Although the decision eventually may be made for them, some of the nation’s top college football prospects could be planning to ditch the 2020 season and focus on the 2021 draft.

“If this [pandemic] really continues down the path that I think it’s going down, there is a very likely chance that there’s going to be some high-profile kids signing with agents in the next 60 days,” an unnamed NFL agent told Ben Standig of TheAthletic.com.

Signing with agents would end their eligibility to play college football.

“They’re gonna bail,” another unnamed agent told Standig. “I mean, I’m recruiting some high-end kids. I talked to probably four of them last night, and they all echoed the same thing. Like, they’re done. This is over.”

The reality is that college football may be over before any player decides to end his college football career. The decision by multiple conferences to play only conference games feels less like a viable plan and more like the “bargaining” phase of the five stages.

Moving college football to the spring will only exacerbate the exodus, especially since the NFL isn’t inclined to move the draft from April.

For top prospects, missing the season won’t matter. The problem is that players, fueled by the praise of friends, family, and agents, tends to overrate themselves, resulting in 80 or 90 guys genuinely believing they’ll be among the top 20 players selected.

All it may take is one major domino to fall. If, for example, Clemson quarterback Trevor Lawrence (pictured) or Ohio State quarterback Justin Fields say, “I’m out,” plenty could quickly follow.

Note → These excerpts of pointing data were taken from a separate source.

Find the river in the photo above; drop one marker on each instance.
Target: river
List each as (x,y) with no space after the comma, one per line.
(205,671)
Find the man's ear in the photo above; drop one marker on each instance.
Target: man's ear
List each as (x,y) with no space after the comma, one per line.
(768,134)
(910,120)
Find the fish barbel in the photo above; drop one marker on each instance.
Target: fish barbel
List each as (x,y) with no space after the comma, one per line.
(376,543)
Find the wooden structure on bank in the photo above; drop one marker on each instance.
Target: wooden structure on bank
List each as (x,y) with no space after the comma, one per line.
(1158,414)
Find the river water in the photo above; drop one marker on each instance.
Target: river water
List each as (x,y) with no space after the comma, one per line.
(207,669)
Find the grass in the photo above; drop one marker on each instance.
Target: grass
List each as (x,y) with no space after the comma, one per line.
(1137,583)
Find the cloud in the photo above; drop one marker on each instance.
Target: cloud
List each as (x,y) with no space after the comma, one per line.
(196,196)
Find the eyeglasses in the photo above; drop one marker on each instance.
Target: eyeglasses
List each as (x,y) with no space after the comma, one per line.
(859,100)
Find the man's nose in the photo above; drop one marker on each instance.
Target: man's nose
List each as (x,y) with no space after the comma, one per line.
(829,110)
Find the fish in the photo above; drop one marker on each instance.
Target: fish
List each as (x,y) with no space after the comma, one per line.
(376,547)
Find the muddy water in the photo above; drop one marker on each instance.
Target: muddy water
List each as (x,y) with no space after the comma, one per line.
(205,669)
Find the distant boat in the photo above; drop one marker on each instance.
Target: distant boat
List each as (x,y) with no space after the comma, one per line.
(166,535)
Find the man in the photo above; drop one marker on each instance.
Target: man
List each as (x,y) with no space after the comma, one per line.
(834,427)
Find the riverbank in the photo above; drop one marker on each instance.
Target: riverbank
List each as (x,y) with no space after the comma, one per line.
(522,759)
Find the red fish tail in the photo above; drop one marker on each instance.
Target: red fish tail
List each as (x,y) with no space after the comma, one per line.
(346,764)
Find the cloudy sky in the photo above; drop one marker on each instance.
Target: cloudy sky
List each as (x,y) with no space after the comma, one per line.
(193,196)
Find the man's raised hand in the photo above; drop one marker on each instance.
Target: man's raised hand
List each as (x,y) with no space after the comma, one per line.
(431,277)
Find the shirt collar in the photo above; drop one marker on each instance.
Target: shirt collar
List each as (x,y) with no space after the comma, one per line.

Again, it may not matter. Given the unrestrained growth in infection rates fueled by people who refuse to take the situation seriously and their special-place-in-hell media enablers who shamelessly have been downplaying the situation from the get go, it’s becoming more and more obvious that it will be ridiculously expensive at best and impossible at worst to ensure that all major college programs can conduct the kind of testing and turnaround needed to prevent the kind of outbreaks that will stop college football season before it even starts.

In this regard, it feels like “acceptance” is a week or two away, at the latest.